Dennis O’Neil: Science Says You’re Wrong If You Believe…
Now I know that some of you are huge – huge! – science fans while others… well, you might prefer to get your science from old Julius Schwartz comic books. (Remember those old filler features that Julie ran? “Science Says You’re Wrong If You Believe…”) You guys – you Juliers – can consider your class dismissed until next week. You others?
Let us consider Pluto. No, not the Roman god of the underworld, or Disney’s canine, and certainly not Popeye’s archenemy – that was Bluto-with-a-B. We mean the planet. Pluto-the-planet has been much in the news this past week because we put a spacecraft within about 7000 miles of the planet’s surface which, in astronomical terms, is the back yard, and it sent back a lot of data and will continue downloading information for months. So, at the end of the process, we’ll know a lot about Pluto and maybe have some of the Big Questions answered, stuff like why/how are planets and solar systems formed and what the heck are we doing here, anyway.

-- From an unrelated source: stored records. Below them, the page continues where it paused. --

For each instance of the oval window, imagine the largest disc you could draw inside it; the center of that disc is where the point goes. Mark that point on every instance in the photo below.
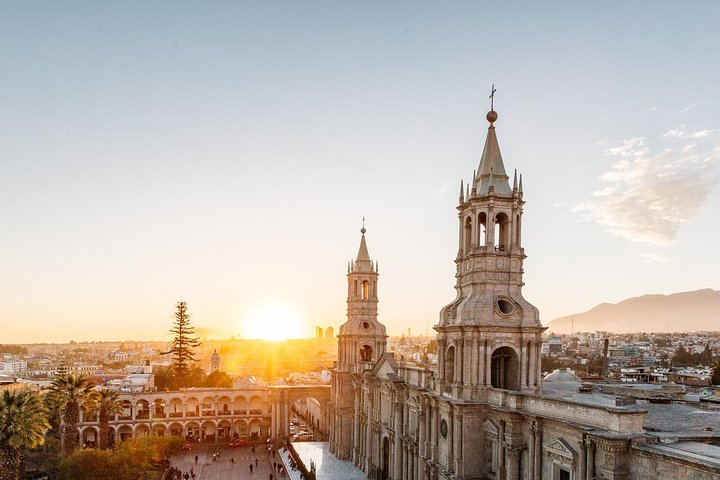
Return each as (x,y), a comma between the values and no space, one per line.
(505,306)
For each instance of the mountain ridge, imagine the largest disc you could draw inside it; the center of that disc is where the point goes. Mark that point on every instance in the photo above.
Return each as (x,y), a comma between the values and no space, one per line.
(696,310)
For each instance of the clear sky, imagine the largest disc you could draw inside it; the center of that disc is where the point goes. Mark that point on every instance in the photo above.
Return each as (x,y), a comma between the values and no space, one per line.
(225,153)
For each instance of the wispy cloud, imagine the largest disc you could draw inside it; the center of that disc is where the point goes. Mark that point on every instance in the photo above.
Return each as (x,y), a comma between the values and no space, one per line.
(649,192)
(655,258)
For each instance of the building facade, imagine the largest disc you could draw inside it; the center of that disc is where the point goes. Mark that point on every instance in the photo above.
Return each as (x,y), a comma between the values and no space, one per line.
(485,413)
(197,414)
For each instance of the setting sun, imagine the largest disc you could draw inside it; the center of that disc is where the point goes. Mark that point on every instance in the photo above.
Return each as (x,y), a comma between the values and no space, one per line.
(273,322)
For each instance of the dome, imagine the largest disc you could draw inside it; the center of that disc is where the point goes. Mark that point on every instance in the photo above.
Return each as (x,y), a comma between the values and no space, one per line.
(562,375)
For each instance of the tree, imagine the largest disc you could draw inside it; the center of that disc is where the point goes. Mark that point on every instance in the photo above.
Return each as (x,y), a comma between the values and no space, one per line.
(22,424)
(715,368)
(218,379)
(74,393)
(183,344)
(105,404)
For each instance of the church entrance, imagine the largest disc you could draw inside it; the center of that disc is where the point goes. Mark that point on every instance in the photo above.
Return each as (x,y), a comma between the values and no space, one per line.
(385,474)
(504,369)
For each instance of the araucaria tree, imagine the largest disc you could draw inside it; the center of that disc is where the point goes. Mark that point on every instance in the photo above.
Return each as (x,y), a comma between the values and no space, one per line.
(183,345)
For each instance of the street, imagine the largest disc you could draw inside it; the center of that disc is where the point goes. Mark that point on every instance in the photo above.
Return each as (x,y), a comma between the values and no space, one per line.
(222,468)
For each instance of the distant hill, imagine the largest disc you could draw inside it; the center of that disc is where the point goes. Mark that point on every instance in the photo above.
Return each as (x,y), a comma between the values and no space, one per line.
(678,312)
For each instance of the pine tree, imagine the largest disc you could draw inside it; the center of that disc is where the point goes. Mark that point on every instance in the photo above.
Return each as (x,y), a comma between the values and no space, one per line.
(183,344)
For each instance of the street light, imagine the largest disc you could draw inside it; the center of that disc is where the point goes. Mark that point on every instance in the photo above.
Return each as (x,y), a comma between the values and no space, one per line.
(153,412)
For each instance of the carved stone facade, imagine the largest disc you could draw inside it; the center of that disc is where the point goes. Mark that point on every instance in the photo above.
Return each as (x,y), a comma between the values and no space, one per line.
(483,413)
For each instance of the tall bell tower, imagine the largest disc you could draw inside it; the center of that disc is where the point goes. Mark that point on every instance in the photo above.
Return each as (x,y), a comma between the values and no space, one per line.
(489,336)
(361,342)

Oh, and you fussers out there – I know that poor Pluto is no longer considered a full-blown planet. A few years back the people whose job it is to do things like decide on the classification of astral bodies, folks like Neil deGrasse Tyson, decided Pluto was too small to qualify as a planet and so they renamed it a dwarf planet and dwarf-schmarf, say I. The naming business is all arbitrary anyway. The universe doesn’t classify. We do. As human activities go, this one is pretty harmless and if you want to use the “dwarf” label, be my guest. But I’ll stick to calling that orb at the edge of our solar system a plain old “planet,” thank you very much.

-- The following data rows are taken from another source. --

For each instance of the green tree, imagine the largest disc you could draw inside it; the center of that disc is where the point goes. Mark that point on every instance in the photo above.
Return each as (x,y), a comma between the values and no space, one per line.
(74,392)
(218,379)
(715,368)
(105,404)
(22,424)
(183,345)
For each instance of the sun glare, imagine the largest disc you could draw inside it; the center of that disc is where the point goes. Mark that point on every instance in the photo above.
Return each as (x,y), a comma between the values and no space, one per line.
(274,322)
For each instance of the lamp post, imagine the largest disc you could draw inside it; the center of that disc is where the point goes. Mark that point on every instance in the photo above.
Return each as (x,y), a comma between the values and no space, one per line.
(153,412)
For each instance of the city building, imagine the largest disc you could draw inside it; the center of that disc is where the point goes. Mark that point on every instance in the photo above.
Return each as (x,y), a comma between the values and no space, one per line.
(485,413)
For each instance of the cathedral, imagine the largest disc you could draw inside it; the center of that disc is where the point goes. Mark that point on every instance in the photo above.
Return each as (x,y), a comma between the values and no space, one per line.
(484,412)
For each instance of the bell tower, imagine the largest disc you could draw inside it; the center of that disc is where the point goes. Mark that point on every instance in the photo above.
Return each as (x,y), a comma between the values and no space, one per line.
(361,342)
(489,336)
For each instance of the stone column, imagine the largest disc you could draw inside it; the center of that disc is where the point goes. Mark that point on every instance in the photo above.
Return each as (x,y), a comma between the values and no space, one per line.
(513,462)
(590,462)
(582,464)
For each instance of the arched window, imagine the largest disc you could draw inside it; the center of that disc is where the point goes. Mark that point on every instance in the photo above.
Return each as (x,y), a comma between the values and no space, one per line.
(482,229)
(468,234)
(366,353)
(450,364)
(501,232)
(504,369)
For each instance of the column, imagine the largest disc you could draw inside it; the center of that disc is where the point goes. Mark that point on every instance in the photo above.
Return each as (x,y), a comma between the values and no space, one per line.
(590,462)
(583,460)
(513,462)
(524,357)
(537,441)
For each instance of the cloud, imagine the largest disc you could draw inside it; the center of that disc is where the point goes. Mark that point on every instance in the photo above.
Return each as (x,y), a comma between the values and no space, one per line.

Did I mention that I’m fond of (planet) Pluto? A decade ago I made it a character – well, an object, really – in a novel. I’m not sure why. I guess I thought my plot needed something at the far reaches of the solar system and Pluto, 4.67 billion-with-a-B miles away, certainly qualifies.
I got all the information I needed about it from a book I can recommend Don’t Know Much About The Universe, by Kenneth C. Davis. It’ll also tell you about the other planets and the sun and like that. Readable and informative.
Why bother to do this (very minor) bit of research? Maybe it’s my journalism background or maybe I just need a good laxative, but I think we writers, even we fiction writers, have an obligation to society not to spread misinformation. That’s the politicians’ job. If you’re equipping your hero with a Whoseatronic Ray Blaster, you can make it be or do whatever you like. You’ve just made it up, after all. But if you use something that’s real, be accurate. There’s already enough bad info out there.
And by the way…Science Says You’re Wrong If You Believe That Pluto Is that damn dog.